Sec. 2. GAO study of scientific issues regarding the current regulatory pathway for reviewing generic versions of certain complex drug products
1,328 words·~6 min read·
/bill/114/hr/1576/ih/section-2A research copy — for the controlling text, always check the official state or federal source. Not legal advice.
The Comptroller General of the United States shall conduct a study to determine the following: With respect to nonbiologic complex drug products that have not been fully characterized (as defined in subsection (e)(1)), whether the listing of such drugs as reference products in generic drug applications presents unique challenges in meeting approval standards that are significantly different than the challenges presented by generic drug applications that list small-molecule reference products.

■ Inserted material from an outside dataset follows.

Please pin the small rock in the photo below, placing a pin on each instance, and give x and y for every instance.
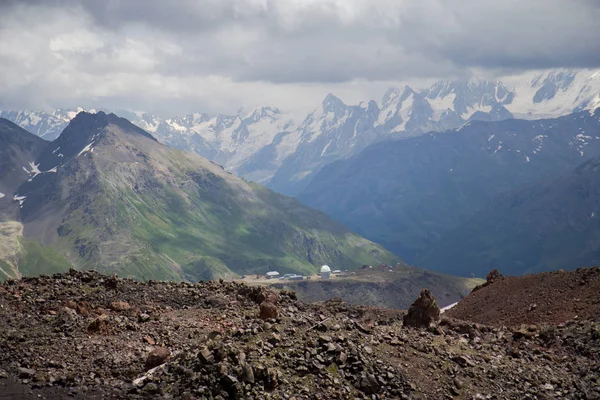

With respect to biological products that are within the scope of the exception under section 7002(e)(2) of Public Law 111–148 (relating to temporary authority for the approval of biological products under section 505 of the Federal Food, Drug, and Cosmetic Act ( 21 U.S.C. 355 )), whether the listing of such biological products as reference products in generic drug applications presents unique challenges in meeting approval standards that are significantly different than the challenges presented by generic drug applications that list small-molecule reference products.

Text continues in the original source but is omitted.